所有的证据都指向眼前之人就是诸葛亮残魂,气度、学识、阵气、言行,无一不符,她的迟疑仅仅来源于一场梦境,一种虚无缥缈的感觉,说出来只会被当成无端的猜忌,甚至动摇全队的心神。
林晓晓拉了拉白晓玉的衣角,小声道:“晓玉,武侯前辈都亲自引路了,我们快跟着走吧,早点到祭台,就能早点封印暗魂兽。”
小芸也轻轻点头,眼底满是期待:“有前辈带路,我们就不用再怕机关和怪物了。”
阿伟更是松了口气,挥了挥手里的石锤:“太好了,总算不用一扇扇门硬闯了,有正主引路,这波稳了!”
白晓玉看着众人放松的神情,又看向眼前客客气气、完美无缺的古装人影,指尖无意识地摩挲着。
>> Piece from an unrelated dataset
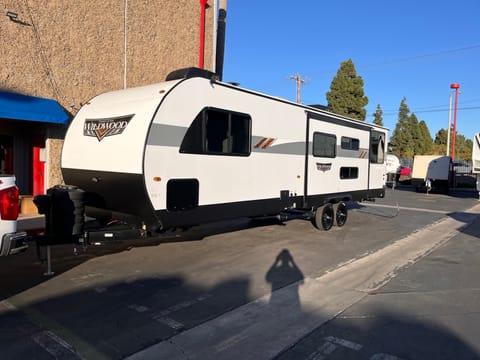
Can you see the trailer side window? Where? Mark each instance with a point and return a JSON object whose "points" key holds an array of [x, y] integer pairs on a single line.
{"points": [[377, 147], [324, 145], [348, 143], [219, 132]]}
她找不到任何实质性的破绽,对方的每一句话、每一个动作,都完美诠释着“诸葛亮”这三个字,可那种过于客气的疏离感,和梦里宠溺的长辈模样形成的强烈反差,让她始终没法彻底放下心防。
她悄悄抬眼,再次打量对方,纶巾规整,衣袂齐整,站姿挺拔,连引路的手势都分毫不差,客气得像是在接待素未谋面的陌生人,而不是看着一路闯过重重难关、和他有着梦境羁绊的自己。
心底的迟疑越来越重,她没法笃定对方是假的,可也没法像其他人一样,全然相信这份完美的“真实”。
眼前的人分明是诸葛亮,可又不是她认识的、那个会用扇子敲她头、把她当晚辈宠溺的诸葛亮。
这份矛盾的感觉,像一层薄雾,笼罩在白晓玉心头。她跟着众人缓缓迈步,却始终走在队伍侧方,没有完全靠近那道引路的身影,夜眼时刻留意着对方的一举一动,也留意着秘道四周的细微变化。
她不知道这份迟疑从何而来,也不知道这份违和感到底意味着什么,可她本能地觉得,这份过于完美、过于客气的指引,背后一定藏着什么,是她暂时还没能看穿的东西。
跟着那道古装身影往秘径走了没几步,脚下平整的石面越是安稳,白晓玉心头的疑云就越是稠得化不开。周遭没有机关响动,没有傀儡嘶吼,连空气里都飘着和八阵图同源的清和阵气,眼前人步态、谈吐、气度无一不贴合史书与壁画里的诸葛亮,连对阵道的熟稔都分毫不差,绝非那些只懂机械扑杀、语气空洞的雾伥鬼能模仿。
可恰恰是这份毫无破绽的“真”,狠狠戳中了她心底最隐蔽的忌惮——他们一路斩杀的,从来都只是暗魂兽抛出来的棋子,是被邪气侵染的走兽、失了神智的雾伥鬼,而那个藏在所有傀儡背后、能布下层层迷阵、侵染武侯千年古阵的元凶,自始至终都没露过面。那是一个拥有远超人类心智、能推演阵法、擅长伪装诱骗的存在,不是只懂蛮力的凶兽,也不是只凭本能的低阶傀儡,它最可怕的从不是正面厮杀,而是借形、借意、借人心侥幸设下的圈套。
这个念头猛地扎进心底,白晓玉后颈骤然窜起一股刺骨的寒意,不受控制地打了个冷颤,指尖瞬间攥得发白。
她忽然不敢再往下细想。
眼前这客客气气、完美无缺的身影,到底是镇守古阵的诸葛残魂,还是那头蛰伏千年、从未现身的暗魂兽,凝出的最精妙的化身?
它太懂他们的心思了——一路闯关疲惫不堪,渴望捷径,渴望正统指引,渴望一个能一锤定音的“自己人”。于是它便化作八阵图的缔造者,化作所有人潜意识里最信任、最不敢质疑的形象,礼数周全,语气温和,奉上一条直通祭台、免去所有凶险的捷径,精准戳中他们想要尽快结束一切的侥幸。